We did this exchange I talked about between the New Yorkers and the Michiganders, and that took on some very interesting twists and turns. I’d say one of the most moving parts was after the terrorist attack at the Tree Of Life Synagogue, [00:30:30] three of the corrections officers from Michigan, who they were all Christian and the New York group was all Jewish, they flew to New York on Shabbat two weeks after the Tree Of Life shooting. And they read a letter as conservatives about standing with the Jewish family they felt they had built through this exchange. And it isn’t common practise to give standing ovations in synagogue. People don’t clap, but they got a standing [00:31:00] ovation. And when they came, a member of the synagogue hosted them, one of them, the night they stayed over in New York. He said to me afterwards, his name’s Dan Zucker, he asked if I’d ever thought about doing this on a college campus. I said, “No, but I’m open.” So Dan had gone… He was an alumnus of Oberlin, and had a daughter in Oberlin, or maybe two. And one of the people who had come from Michigan, his brother was a student at Spring Arbour university.

And so Dan said, “Let’s try to [00:31:30] do this on a college campus.” I said, “I’m happy to give it a shot.” We pulled together Spring Arbour and Oberlin because we have those connections to do the first pilot. This past year, we did a pair of campuses, two schools January a year ago. So 18 months ago, I guess. This past year, January through May, we did nine campuses. Despite COVID, I would say it’s growing, which was not easy to pull off. And I definitely think we lost something by doing it virtually, but we did it. And I think the demand [00:32:00] is really growing for next year. So I imagine we’ll try to do 20 schools next year.

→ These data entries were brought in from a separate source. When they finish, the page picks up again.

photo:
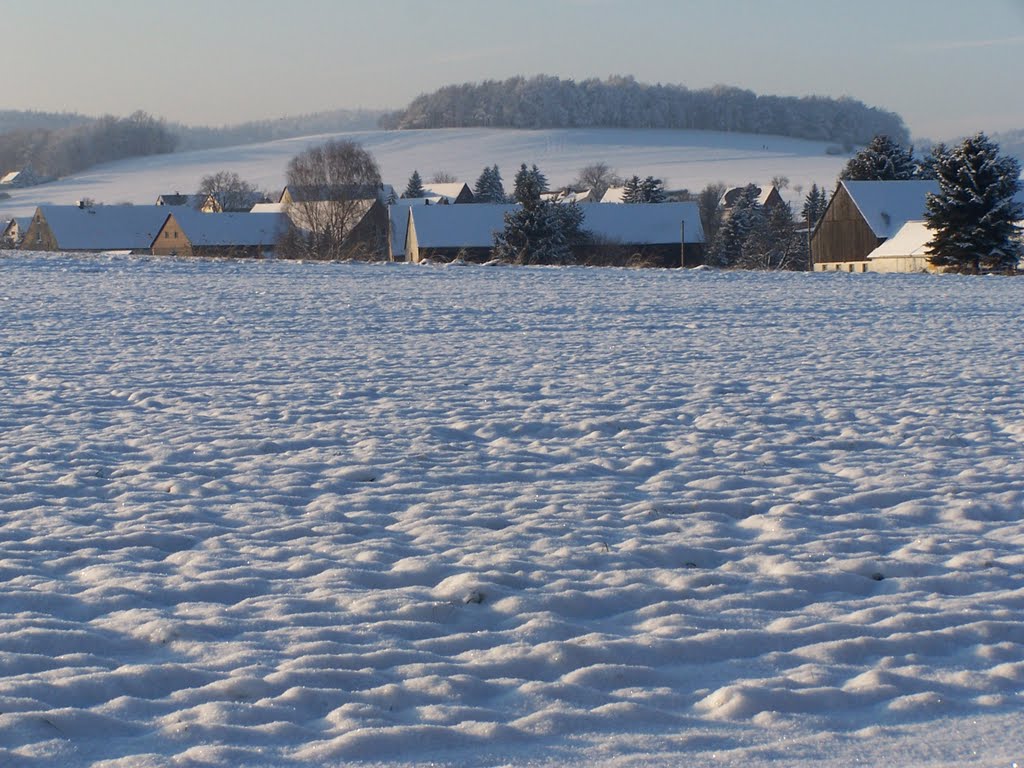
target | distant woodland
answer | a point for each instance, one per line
(623, 102)
(58, 144)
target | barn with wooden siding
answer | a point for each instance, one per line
(862, 215)
(189, 232)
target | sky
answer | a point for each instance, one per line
(947, 67)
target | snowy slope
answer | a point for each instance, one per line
(268, 513)
(684, 159)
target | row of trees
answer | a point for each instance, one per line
(59, 152)
(546, 101)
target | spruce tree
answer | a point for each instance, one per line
(652, 190)
(974, 216)
(882, 160)
(745, 216)
(633, 190)
(488, 187)
(415, 186)
(814, 206)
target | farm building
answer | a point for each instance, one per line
(99, 228)
(862, 215)
(662, 235)
(189, 232)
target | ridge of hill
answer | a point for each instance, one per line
(546, 101)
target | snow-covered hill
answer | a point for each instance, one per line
(683, 159)
(285, 514)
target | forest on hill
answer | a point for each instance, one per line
(545, 101)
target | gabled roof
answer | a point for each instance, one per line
(886, 206)
(910, 240)
(230, 228)
(645, 223)
(449, 190)
(474, 226)
(103, 227)
(458, 226)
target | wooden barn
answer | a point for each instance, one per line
(862, 215)
(94, 229)
(189, 232)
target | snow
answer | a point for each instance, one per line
(886, 206)
(682, 159)
(273, 513)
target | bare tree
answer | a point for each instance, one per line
(597, 177)
(226, 192)
(332, 198)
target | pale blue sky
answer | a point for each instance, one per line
(948, 67)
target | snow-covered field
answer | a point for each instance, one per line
(683, 159)
(268, 513)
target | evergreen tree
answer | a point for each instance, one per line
(633, 190)
(539, 231)
(652, 190)
(814, 206)
(774, 242)
(415, 186)
(529, 184)
(488, 187)
(882, 160)
(745, 216)
(927, 167)
(974, 216)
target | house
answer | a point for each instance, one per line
(768, 197)
(360, 212)
(451, 194)
(862, 215)
(13, 231)
(665, 235)
(220, 204)
(444, 232)
(99, 228)
(650, 235)
(906, 251)
(175, 200)
(189, 232)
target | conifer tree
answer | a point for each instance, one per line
(974, 216)
(415, 186)
(882, 160)
(652, 190)
(633, 190)
(488, 187)
(747, 214)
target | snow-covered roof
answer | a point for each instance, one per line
(910, 240)
(229, 228)
(732, 194)
(474, 225)
(104, 227)
(886, 206)
(458, 226)
(449, 190)
(645, 223)
(613, 195)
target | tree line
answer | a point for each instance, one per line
(546, 101)
(59, 152)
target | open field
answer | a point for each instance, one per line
(683, 159)
(272, 513)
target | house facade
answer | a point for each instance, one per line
(93, 229)
(188, 232)
(862, 215)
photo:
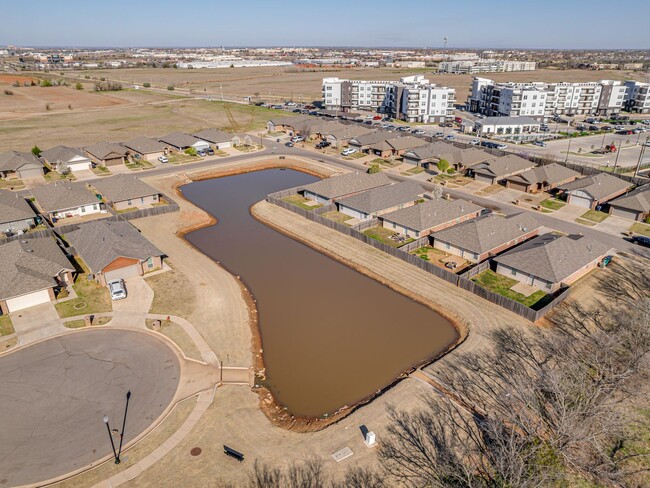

The thing that is worth sharing is that I didn’t mean to shift to work a lot in higher education. It wasn’t really my interest. As I said, I just wanted to do this experiment. But the students captured my heart and captured my imagination because for all the talk on evangelical campuses and super liberal campuses, that there is a cancel culture, or [00:32:30] call out culture, and it gets in the way of the free exchange of ideas. I think that’s true. But it’s not what students want. They want something richer, but it’s like culture in a corporate environment, or any, sometimes it’s really hard to get your hands on why is this culture this way? And what would you do to change it? And these students want something different. They want to go deeper. They want to really solve problems, not just grand stand. They want to understand. And so there is something about the investing [00:33:00] in these young people who will be our future leaders, and who are in such a tough spot, and want something different. If I could help be of service there, that would be a highest and best use of my time.

Oscar Trimboli:   

Is there a story that really stands out?

Simon Greer:  

I walked onto spring Arbor’s Campus. It’s a free Methodist school, evangelical Christian in rural Michigan. And I just assumed, “Shame on me that they’re all going to be white.” [00:33:30] And the first students I met were all African American, and I was like, “Oh, huh, you can be an evangelical Christian in rural Michigan and being an African American woman. That’s not what I pictured. Oops.” So there’s things like that every day. We did a follow on programme at Oberlin this past year where we taught a class about racism and antisemitism. And there was a student in that programme who… A student of colour, and she, as part [00:34:00] of her project for our course, she went and did one-on-one conversations, five, six or seven Jewish people in her life who she had never talked with about antisemitism. And she came back with this deep, thoughtful understanding, as an Asian American woman, how some of the struggles she has about where she fits and doesn’t fit, she now saw that her Jewish friends also had some things that… Of course it’s different because being Jewish and being Asian are different in America, [00:34:30] and they’re different. But there was more common ground than she had thought. And she is not someone who would ever thought really about antisemitism before.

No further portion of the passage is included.